BIRCH$^{[R2]}$ is a very cleaver clustering algorithm which is very fast in practise. At the end of its clustering, it guaranties that the average cluster radius is bounded. This is an attempt to convert this bound to a more useful one.

BIRCH algorithm maintains a 3 tuple feature for each of its clusters called a Characteristic Feature. If a cluster contains $n$ points,

CF &= (n,LS,SS) \\ LS &= \sum_{i=1}^n x_i \\ SS &= \sum_{i=1}^n \langle x_i,x_i\rangle As the definition implies, LS stands for Linear Sum and SS is Square Sum of the cluster points.

$CF$ is very useful to quickly measure how close or far a pair of clusters are. If we decide to combine $2$ clusters into one, the combined $CF$ can easily be computed from individual $CF$'s. Many other useful measures are explained in [R2]. Only the ones relevant to the problem at hand will be enumerated here.

The centroid of the cluster is given as x_0 = \frac{1}{n} \sum_{i=1}^n x_i

Radius of a cluster is defined as R_x = \left ( \frac{\sum_{i=1}^n \langle x_i-x_0, x_i-x_0 \rangle}{n}\right )^{\frac{1}{2}} This is not equivalent to average distance between all points and the centroid. That would be R_c = \frac{1}{n}\sum_{i=1}^n \langle x_i-x_0, x_i-x_0 \rangle^{\frac{1}{2}} The relationship between $R_x$ and $R_c$ is the subject of this article.

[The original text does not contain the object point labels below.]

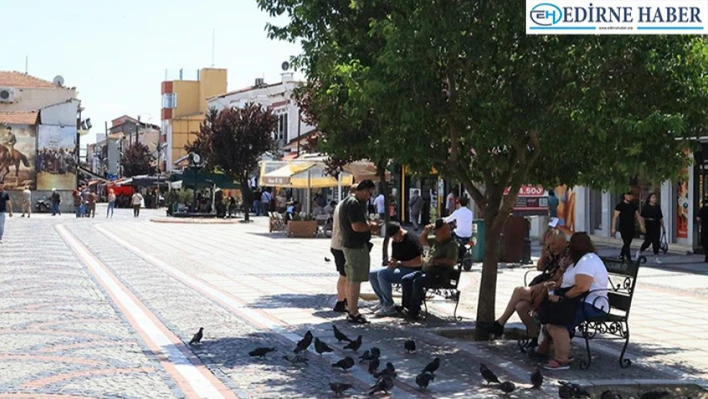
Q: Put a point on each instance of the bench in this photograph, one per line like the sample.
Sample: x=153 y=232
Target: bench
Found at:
x=622 y=283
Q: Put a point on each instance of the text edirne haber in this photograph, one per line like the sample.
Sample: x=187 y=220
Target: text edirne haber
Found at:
x=624 y=15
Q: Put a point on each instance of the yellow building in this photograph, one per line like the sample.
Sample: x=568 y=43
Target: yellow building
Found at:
x=184 y=104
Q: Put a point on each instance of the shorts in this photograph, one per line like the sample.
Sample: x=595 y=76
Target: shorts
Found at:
x=357 y=264
x=339 y=261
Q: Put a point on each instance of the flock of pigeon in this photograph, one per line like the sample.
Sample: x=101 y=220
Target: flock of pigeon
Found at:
x=385 y=378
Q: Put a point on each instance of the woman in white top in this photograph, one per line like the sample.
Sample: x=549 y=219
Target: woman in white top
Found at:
x=587 y=274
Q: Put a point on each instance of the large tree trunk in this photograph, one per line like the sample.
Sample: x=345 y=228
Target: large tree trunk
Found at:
x=381 y=171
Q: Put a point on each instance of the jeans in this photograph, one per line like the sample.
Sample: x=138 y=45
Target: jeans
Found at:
x=2 y=224
x=414 y=286
x=381 y=281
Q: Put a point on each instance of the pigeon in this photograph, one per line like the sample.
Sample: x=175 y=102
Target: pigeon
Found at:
x=389 y=371
x=197 y=338
x=321 y=347
x=339 y=387
x=423 y=380
x=537 y=379
x=385 y=384
x=433 y=366
x=374 y=366
x=261 y=352
x=488 y=375
x=654 y=395
x=344 y=364
x=304 y=343
x=339 y=335
x=507 y=386
x=354 y=345
x=610 y=394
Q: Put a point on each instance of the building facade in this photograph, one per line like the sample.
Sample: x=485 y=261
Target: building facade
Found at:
x=184 y=105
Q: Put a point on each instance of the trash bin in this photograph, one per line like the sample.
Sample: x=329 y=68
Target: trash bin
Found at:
x=478 y=238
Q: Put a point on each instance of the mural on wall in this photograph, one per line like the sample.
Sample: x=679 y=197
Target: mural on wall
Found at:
x=56 y=157
x=565 y=210
x=18 y=145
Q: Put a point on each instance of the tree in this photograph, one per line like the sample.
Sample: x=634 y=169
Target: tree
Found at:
x=233 y=140
x=494 y=108
x=137 y=160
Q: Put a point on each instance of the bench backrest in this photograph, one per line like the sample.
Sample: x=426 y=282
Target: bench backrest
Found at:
x=622 y=283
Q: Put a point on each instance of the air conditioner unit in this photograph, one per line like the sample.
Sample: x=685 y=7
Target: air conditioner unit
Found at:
x=7 y=95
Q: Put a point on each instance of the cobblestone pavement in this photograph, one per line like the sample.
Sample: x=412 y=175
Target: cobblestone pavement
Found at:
x=104 y=308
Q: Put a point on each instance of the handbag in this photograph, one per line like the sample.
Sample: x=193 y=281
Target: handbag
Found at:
x=664 y=244
x=560 y=313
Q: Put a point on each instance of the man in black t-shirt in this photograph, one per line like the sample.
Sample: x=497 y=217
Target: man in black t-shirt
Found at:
x=626 y=212
x=407 y=258
x=356 y=234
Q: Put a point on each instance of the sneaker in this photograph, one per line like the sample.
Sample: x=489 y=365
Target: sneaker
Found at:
x=340 y=307
x=386 y=311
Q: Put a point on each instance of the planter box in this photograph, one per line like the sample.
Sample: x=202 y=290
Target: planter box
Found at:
x=302 y=229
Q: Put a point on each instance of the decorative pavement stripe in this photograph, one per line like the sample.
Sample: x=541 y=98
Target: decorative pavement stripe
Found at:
x=186 y=369
x=258 y=317
x=85 y=373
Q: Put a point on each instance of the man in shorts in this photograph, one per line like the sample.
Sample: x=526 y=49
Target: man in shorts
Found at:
x=356 y=246
x=336 y=249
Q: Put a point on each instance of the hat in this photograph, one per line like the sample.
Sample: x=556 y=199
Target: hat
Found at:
x=439 y=223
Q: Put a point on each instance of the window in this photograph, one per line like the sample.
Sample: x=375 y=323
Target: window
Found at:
x=169 y=100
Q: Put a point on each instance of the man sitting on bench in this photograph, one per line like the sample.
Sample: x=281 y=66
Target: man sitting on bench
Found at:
x=437 y=265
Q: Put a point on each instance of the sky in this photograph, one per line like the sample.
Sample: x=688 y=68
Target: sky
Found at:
x=116 y=53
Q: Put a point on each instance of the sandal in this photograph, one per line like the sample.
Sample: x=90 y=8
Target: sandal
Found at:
x=358 y=319
x=555 y=364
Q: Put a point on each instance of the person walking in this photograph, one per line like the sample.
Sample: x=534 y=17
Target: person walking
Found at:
x=654 y=224
x=5 y=208
x=137 y=201
x=416 y=205
x=626 y=212
x=111 y=202
x=26 y=202
x=55 y=199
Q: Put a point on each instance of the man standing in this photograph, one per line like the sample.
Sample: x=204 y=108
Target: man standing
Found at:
x=627 y=212
x=416 y=205
x=336 y=246
x=463 y=217
x=137 y=200
x=5 y=207
x=56 y=201
x=26 y=202
x=407 y=258
x=356 y=246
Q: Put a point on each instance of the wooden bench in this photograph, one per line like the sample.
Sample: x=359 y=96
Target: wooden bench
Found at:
x=622 y=283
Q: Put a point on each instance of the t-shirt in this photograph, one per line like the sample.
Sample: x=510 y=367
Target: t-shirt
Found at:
x=652 y=214
x=464 y=217
x=352 y=211
x=626 y=218
x=4 y=197
x=590 y=265
x=447 y=249
x=380 y=204
x=408 y=249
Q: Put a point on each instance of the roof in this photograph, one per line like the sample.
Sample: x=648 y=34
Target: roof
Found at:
x=18 y=79
x=18 y=117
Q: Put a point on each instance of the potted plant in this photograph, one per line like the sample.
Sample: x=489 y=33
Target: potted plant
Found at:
x=302 y=227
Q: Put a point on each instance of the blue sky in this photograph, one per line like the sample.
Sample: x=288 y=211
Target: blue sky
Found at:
x=116 y=52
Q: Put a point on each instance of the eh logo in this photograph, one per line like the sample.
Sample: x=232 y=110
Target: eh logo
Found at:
x=546 y=14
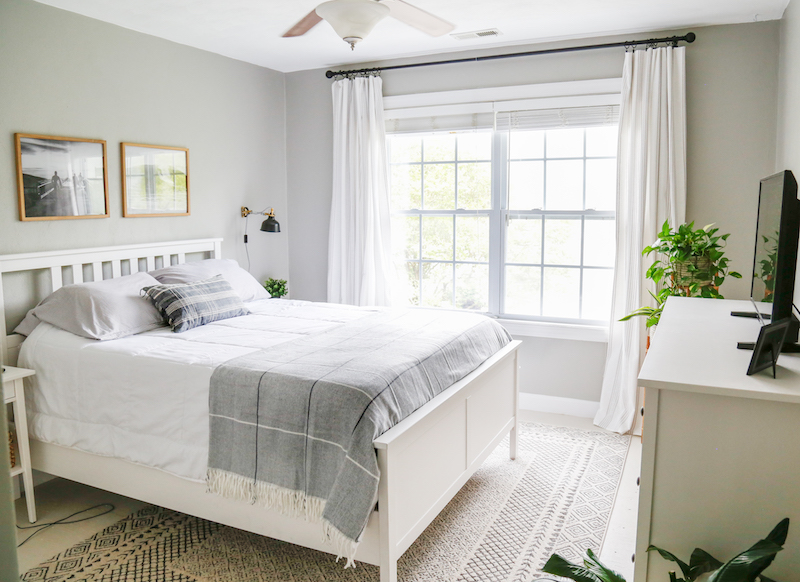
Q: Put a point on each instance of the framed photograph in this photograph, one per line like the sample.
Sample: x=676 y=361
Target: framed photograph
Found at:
x=61 y=177
x=155 y=180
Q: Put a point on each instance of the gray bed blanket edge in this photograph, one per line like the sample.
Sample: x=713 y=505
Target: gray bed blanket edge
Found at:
x=291 y=427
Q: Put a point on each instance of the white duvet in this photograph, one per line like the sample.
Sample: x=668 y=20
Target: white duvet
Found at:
x=144 y=398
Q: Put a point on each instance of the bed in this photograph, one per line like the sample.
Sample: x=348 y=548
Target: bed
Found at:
x=445 y=440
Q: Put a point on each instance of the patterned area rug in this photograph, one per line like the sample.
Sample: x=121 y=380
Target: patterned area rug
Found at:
x=501 y=527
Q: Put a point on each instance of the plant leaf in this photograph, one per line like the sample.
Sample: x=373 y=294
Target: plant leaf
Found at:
x=594 y=565
x=779 y=532
x=702 y=562
x=672 y=558
x=558 y=566
x=747 y=565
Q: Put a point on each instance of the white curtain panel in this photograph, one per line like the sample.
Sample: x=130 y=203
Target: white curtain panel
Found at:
x=651 y=188
x=359 y=251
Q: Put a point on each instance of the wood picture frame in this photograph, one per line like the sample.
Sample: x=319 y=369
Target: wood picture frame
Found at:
x=155 y=180
x=80 y=191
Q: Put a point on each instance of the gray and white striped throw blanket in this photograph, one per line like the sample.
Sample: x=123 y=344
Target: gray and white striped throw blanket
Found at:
x=292 y=426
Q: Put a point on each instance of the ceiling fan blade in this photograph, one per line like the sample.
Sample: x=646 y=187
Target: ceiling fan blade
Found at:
x=308 y=22
x=418 y=18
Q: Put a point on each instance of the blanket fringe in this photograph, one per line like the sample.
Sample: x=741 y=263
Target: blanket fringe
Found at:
x=285 y=501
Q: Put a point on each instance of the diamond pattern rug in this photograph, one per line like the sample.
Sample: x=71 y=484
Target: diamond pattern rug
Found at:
x=501 y=527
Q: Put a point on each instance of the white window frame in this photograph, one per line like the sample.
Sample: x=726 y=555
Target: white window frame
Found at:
x=501 y=99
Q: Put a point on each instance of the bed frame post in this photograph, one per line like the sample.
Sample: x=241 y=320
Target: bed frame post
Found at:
x=514 y=434
x=388 y=545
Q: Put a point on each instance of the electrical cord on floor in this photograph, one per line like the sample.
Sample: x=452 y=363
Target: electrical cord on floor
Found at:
x=39 y=527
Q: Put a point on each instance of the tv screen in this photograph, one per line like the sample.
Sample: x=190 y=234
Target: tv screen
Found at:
x=768 y=231
x=775 y=258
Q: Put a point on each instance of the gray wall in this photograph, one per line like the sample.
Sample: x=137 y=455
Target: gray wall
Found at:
x=67 y=75
x=731 y=83
x=788 y=148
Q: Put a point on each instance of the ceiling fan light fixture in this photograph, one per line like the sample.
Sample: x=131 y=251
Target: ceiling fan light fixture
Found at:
x=352 y=20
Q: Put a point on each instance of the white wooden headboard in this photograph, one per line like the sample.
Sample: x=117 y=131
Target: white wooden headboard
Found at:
x=152 y=255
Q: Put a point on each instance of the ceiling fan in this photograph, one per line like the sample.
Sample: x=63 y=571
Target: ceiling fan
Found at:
x=354 y=19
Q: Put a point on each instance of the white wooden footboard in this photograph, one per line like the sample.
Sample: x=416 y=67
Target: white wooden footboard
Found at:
x=427 y=458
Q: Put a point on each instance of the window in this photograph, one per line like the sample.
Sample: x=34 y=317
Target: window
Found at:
x=517 y=222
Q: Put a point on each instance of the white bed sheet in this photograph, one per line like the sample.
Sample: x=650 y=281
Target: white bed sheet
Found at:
x=144 y=398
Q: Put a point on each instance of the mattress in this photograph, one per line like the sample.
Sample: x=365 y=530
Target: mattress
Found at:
x=144 y=398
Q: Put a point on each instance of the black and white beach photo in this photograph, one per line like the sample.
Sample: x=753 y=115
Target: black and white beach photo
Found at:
x=61 y=177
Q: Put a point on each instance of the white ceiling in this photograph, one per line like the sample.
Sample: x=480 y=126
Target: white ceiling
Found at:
x=250 y=30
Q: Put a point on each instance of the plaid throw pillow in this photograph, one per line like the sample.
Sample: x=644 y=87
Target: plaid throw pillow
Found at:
x=189 y=305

# Some limits on BIRCH cluster radius

Consider the cluster in question contains points $\{ x \}_{i=1}^n$. BIRCH algorithm guaranties that the average cluster radius $R_x \leq \epsilon$. The algorithms takes $\epsilon$ as one if its parameters.

Lets abstract out the basic building blocks of $R_x$ and $R_c$ by defining z_i = \langle x_i-x_0, x_i-x_0 \rangle^{\frac{1}{2}} Then $nR_x^2 = \sum z_i^2$ and $nR_c = \sum |z_i|$. This looks like $1$ and $2$ norm on $z$. So lets try to connect all of them through the following inequality on norms.

\textbf{[P1]}\qquad \|z\|_p \leq \|z\|_r \leq n^{\left(\frac{1}{r}-\frac{1}{p}\right)}\|z\|_p A simple consequence of this inequality is $\|z\|_2 \leq \|z\|_1 \leq \sqrt{n}\|z\|_2$. With this the bounds possible on the distances are \sqrt{nR_x^2} &\leq nR_c \leq \sqrt{n} \sqrt{nR_x^2} \\ \textbf{[B1]}\qquad \frac{R_x}{\sqrt{n}} &\leq R_c \leq R_x [P1] also gives us $\|z\|_{\infty} \leq \|z\|_1 \leq n\|z\|_{\infty}$ and $\|z\|_{\infty} \leq \|z\|_2 \leq \sqrt{n}\|z\|_{\infty}$. $\max{z_i}$ represents the distance of farthest point from the centroid. So what we have is \textbf{[B2]}\qquad \frac{\max{z_i}}{n} &\leq R_c \leq \max{z_i} \\ \textbf{[B3]}\qquad \frac{\max{z_i}}{\sqrt{n}} &\leq R_x \leq \max{z_i}

# References

P1 This property can be proved from Holder's Inequality by assuming $y=1$

R2 Zhang, T., Ramakrishnan, R. and Livny, M., 1997. BIRCH: A new data clustering algorithm and its applications. Data Mining and Knowledge Discovery, 1(2), pp.141-182.